In-memory data grid with Apache Ignite

In-memory data grid with Apache Ignite

Apache Ignite is a relatively new solution, but quickly increasing its popularity. It is hard to assign to a single area of database engine division because it has characteristics typical for some of them. The primary purpose of this solution is an in-memory data grid and key-value storage. It also has some common RDBMS features like support for SQL queries and ACID transactions.
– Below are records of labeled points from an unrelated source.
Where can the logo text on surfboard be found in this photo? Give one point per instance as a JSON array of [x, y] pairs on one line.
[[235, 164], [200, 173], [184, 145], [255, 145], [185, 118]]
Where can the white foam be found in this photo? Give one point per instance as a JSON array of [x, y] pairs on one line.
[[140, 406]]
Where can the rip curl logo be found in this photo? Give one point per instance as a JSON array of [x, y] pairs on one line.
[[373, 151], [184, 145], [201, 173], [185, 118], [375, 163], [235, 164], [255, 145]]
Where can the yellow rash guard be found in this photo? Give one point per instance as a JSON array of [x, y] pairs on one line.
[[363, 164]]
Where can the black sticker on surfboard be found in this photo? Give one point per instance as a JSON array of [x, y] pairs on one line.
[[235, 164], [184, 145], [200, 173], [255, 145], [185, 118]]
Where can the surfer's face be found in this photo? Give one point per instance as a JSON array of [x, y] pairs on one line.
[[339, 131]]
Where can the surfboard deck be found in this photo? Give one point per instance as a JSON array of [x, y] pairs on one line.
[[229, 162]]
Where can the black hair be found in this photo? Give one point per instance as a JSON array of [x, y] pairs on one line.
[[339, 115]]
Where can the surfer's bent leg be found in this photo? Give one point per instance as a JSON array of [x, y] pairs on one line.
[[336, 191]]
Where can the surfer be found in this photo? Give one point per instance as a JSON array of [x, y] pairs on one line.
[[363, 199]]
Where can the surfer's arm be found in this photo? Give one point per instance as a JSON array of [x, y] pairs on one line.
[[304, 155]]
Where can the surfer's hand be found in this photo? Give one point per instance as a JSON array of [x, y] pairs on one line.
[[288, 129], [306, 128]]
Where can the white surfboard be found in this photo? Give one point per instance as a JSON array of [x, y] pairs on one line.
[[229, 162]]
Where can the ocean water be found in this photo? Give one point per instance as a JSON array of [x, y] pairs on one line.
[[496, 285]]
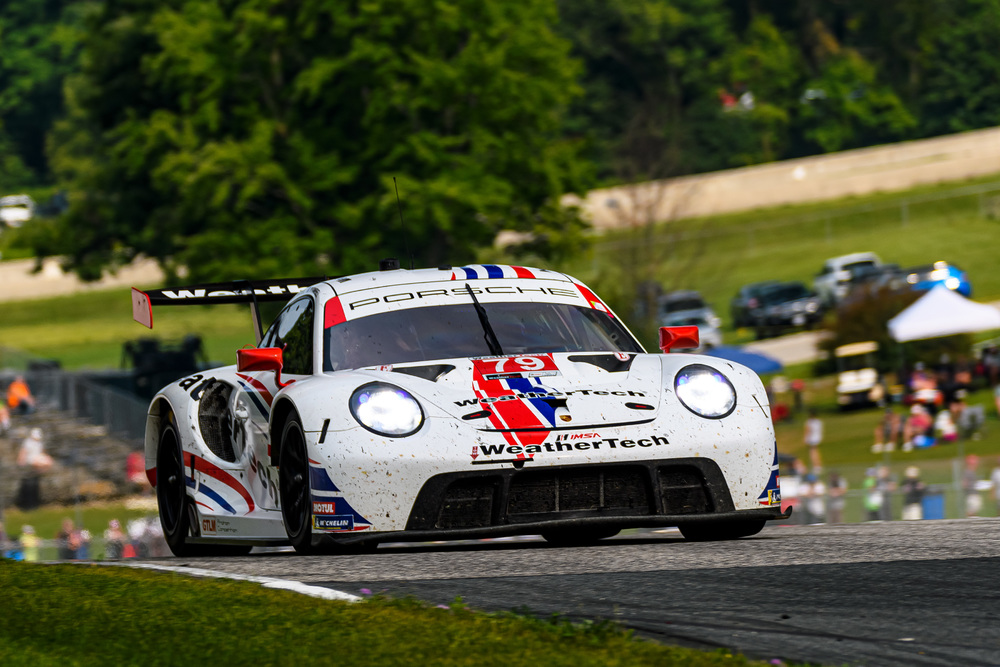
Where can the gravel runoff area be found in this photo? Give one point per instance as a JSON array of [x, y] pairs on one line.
[[21, 282]]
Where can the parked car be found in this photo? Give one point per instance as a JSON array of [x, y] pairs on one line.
[[786, 305], [685, 303], [858, 380], [832, 283], [15, 210], [928, 276], [746, 301], [709, 335]]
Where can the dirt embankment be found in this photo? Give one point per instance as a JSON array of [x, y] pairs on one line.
[[20, 282]]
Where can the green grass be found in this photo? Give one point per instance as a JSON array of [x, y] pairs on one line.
[[87, 330], [718, 255], [93, 615]]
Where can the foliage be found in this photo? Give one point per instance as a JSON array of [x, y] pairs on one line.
[[648, 65], [262, 138], [39, 45]]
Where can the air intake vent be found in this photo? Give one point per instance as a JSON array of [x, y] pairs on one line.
[[683, 491]]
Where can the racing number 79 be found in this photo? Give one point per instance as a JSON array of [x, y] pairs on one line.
[[523, 363]]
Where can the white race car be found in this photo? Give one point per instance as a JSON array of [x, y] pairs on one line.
[[452, 403]]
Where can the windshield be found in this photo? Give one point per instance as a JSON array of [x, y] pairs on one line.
[[445, 332]]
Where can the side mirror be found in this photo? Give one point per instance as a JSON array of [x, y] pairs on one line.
[[679, 338], [253, 359]]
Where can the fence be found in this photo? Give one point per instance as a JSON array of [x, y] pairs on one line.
[[121, 413]]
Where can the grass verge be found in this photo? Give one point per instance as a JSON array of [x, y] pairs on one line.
[[79, 615]]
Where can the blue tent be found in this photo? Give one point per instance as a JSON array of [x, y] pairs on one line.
[[761, 364]]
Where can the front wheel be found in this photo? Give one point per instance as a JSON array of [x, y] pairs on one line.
[[171, 491], [715, 531], [293, 486], [176, 511]]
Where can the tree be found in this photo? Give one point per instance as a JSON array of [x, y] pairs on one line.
[[258, 137], [648, 68], [39, 46]]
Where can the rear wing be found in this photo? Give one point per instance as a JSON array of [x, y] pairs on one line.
[[236, 291]]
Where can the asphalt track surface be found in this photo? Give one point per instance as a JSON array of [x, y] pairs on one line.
[[897, 593]]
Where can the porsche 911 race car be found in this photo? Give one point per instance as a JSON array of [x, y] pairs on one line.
[[452, 403]]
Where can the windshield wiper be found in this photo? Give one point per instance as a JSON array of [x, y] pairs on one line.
[[490, 335]]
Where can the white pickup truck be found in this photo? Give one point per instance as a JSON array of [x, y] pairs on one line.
[[832, 283]]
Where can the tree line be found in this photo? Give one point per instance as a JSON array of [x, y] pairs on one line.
[[269, 137]]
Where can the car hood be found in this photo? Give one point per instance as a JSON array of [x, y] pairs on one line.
[[541, 391]]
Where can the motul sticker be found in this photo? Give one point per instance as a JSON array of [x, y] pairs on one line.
[[324, 508]]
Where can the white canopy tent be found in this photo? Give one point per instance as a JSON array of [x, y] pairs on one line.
[[942, 312]]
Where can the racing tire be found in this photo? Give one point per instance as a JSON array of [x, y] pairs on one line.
[[716, 531], [578, 537], [293, 486], [171, 491], [174, 504]]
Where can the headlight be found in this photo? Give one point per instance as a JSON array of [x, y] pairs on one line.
[[386, 410], [705, 391]]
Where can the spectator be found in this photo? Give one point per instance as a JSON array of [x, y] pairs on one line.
[[970, 478], [996, 397], [813, 436], [995, 479], [913, 495], [837, 503], [19, 397], [83, 550], [916, 427], [69, 540], [114, 541], [991, 365], [135, 472], [33, 460], [813, 495], [944, 427], [924, 388], [873, 496], [4, 543], [968, 418], [29, 544], [887, 485], [886, 432], [4, 418]]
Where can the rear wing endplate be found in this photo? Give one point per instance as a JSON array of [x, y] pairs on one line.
[[236, 291]]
But that’s not to say it is full SQL and transactional database. It does not support foreign key constraints and transactions are available only at the key-value level. Despite that, Apache Ignite seems to be a very interesting solution.

Apache Ignite may be easily started as a node embedded in the Spring Boot application. The simplest way to achieve that is by using the Spring Data Ignite library. Apache Ignite implements Spring Data CrudRepository interface that supports basic CRUD operations and also provides access to the Apache Ignite SQL Grid using the unified Spring Data interfaces. Although it has support for distributed, ACID, and SQL-compliant disk store persistence we design a solution which store in-memory cache objects in MySQL database. The architecture of the presented solution is visible on the figure below and you can see it is very simple. The application put data to the in-memory cache on Apache Ignite. Apache Ignite automatically synchronizes these changes with the database in an asynchronous, background task. The way of reading data by the application also should not surprise you. If an entity is not cached it is read from the database and put to the cache for future use.

ignite

I’m going to guide you through the process of the sample application development. The result of this development is available on GitHub. I have found a few examples on the web, but there were only the basics. I’ll show you how to configure Apache Ignite to write objects from the cache in the database and create some more complex cross-cache join queries. Let’s begin by running the database.

1. Setup MySQL database

The best way to start a MySQL database locally is of course by Docker container. For Docker on Windows, MySQL database is now available on 192.168.99.100:33306.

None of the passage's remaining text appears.